Diese Auskunft reichte Jürgen Doser (FWF), um die Pläne zu befürworten. Schließlich doktert die Stadt seit über zehn Jahren an diesem Projekt herum. „Wir müssen mal zu dem Punkt kommen, dass es weitergeht. Es sind so viele davon betroffen.“ Ganz seiner Meinung war Niko Schulte (FÜS-Land). „Wir haben unheimlich viele Sachen durchgespielt. Wir müssen das endlich mal nach fast 20 Jahren auf den Weg bringen.“ Auch die CSU-Fraktion begrüße das Projekt und spreche sich für eine zügige Umsetzung aus, sagte Fraktionsvorsitzender Peter Hartung.

Schutzstreifen für Fahrradfahrer?

Mit der Situation in der Luitpoldstraße war dagegen Dr.

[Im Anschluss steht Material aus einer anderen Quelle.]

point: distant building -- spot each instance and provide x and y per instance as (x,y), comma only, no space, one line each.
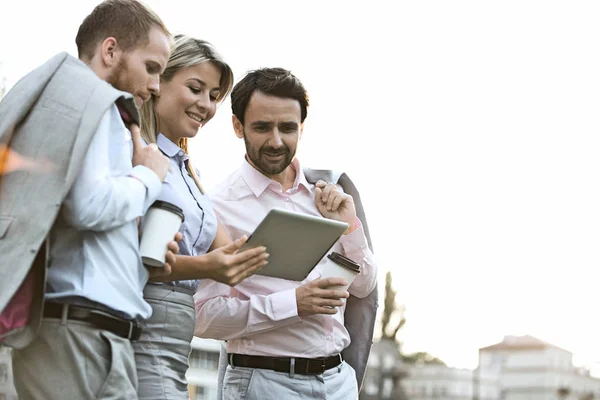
(439,382)
(385,371)
(7,390)
(531,369)
(204,364)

Martin Metzger (BfF) unzufrieden. „Radfahrer müssen zumindest auf der östlichen Seite geschützt werden. Dieses Problem müssen wir endlich abschaffen“, forderte er. Doch der Fachmann des Planungsbüros erteilte ihm eine Absage. Die Straße sei mit einer Breite von 6,5 Metern zu schmal, um einen separaten Schutzstreifen für Fahrradfahrer einzurichten. Diese Forderung trotzdem durchzusetzen hielt er gar für heikel und gefährlich. Metzger beharrte jedoch auf seinem Standpunkt und wollte schließlich einen entsprechenden Antrag bei der Stadtverwaltung einreichen. Über diesen wird das Kommunalparlament voraussichtlich in seiner Sitzung am Dienstag, 13. Juli, diskutieren und entscheiden.

Kritik von der SPD

Überhaupt nicht einverstanden mit der Planung zeigte sich dagegen die SPD-Fraktion. Für sie ging diese Entwicklung hin zu einer „autogerechten“ Stadt in die falsche Richtung, betonte erneut Erich Nieberle. „Das ist nicht der Wurf in der Stadtentwicklung, den wir hätten machen können. Andere Städte haben das besser gemacht. Wir werden da nicht mitgehen“, betonte er. Nieberle und Ilona Deckwerth (SPD) stimmten deshalb gegen die Pläne, genau wie Wolfgang Bader und Anna-Verena Jahn von den Grünen. Die Mehrheit der Stadträte billigten jedoch den Entwurf, so dass die Stadtverwaltung nun die entsprechenden Förderanträge bei der Regierung von Schwaben einreichen kann. Anschließend werden die Arbeiten ausgeschrieben und vergeben.